We investigate spacing statistics $p(s)$ and distribution of eigenvalues $D(\epsilon)$ for ensembles of various real random matrices (of order $n \times n, n=2$ and $n>>2$) where the matrix-elements have various Probability Distribution Function (PDF: $f(x)$) including Gaussian.

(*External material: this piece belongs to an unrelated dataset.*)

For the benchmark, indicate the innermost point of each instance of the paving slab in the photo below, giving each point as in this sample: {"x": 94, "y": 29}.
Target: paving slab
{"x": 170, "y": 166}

We construct ensembles of $1000$, $100 \times 100$ real random matrices $R$, $C$ (cyclic) and $T$ (tridiagonal) and real symmetric matrices: ${\cal R}'$, ${\cal R}=R+R^t$, ${\cal Q}=RR^t$, ${\cal C}$ (cyclic), ${\cal T}$ (tridiagonal), $T'$ (pseudo-symmetric Tridiagonal), $\Theta$ (Toeplitz) , ${\cal D}=CC^t$ and ${\cal S}=TT^t$. We find that the spacing distribution of the adjacent levels of matrices ${\cal R}$ and ${\cal R}'$ under any symmetric PDF of matrix elements is $p_{AB}(s)=A s e^{-Bs^2}$ which approximately conforms to the Wigner surmise as $A/2 \approx B \approx \pi/4$. But under asymmetric PDFs we observe $A/2 \approx B >>\pi/4$, where $A,B$ are also sensitive to the choice of the matrix and the PDF. More interestingly, the real symmetric matrices ${\cal C}, {\cal T}, {\cal Q}$, $\Theta$ (excepting ${\cal D}$ and ${\cal S}$) and $T'$ (pseudo-symmetric tridiagonal) all conform to the Poisson distribution $p_{\mu}(s) =\mu e^{-\mu s}$, where $\mu$ depends upon the choice of the matrix and PDF. Let complex eigenvalues of $R$, $C$ and $T$ be $E^c_n$. We show that all $p(s)$ arising due to $\Re(E^c_n)$, $\Im(E^c_n)$ and $|E^c_n|$ of $R$, $C$ and $T$ are also of Poisson type: $\mu e^{-\mu s}$. We observe $p(s)$ as half-Gaussian for two real eigenvalues of $C$. For real matrices $R, C, T$, we associate new types of $p(s)$ with them. Lastly, we study the distribution $D(\epsilon)$ of eigenvalues of symmetric matrices (of large order) discussed above.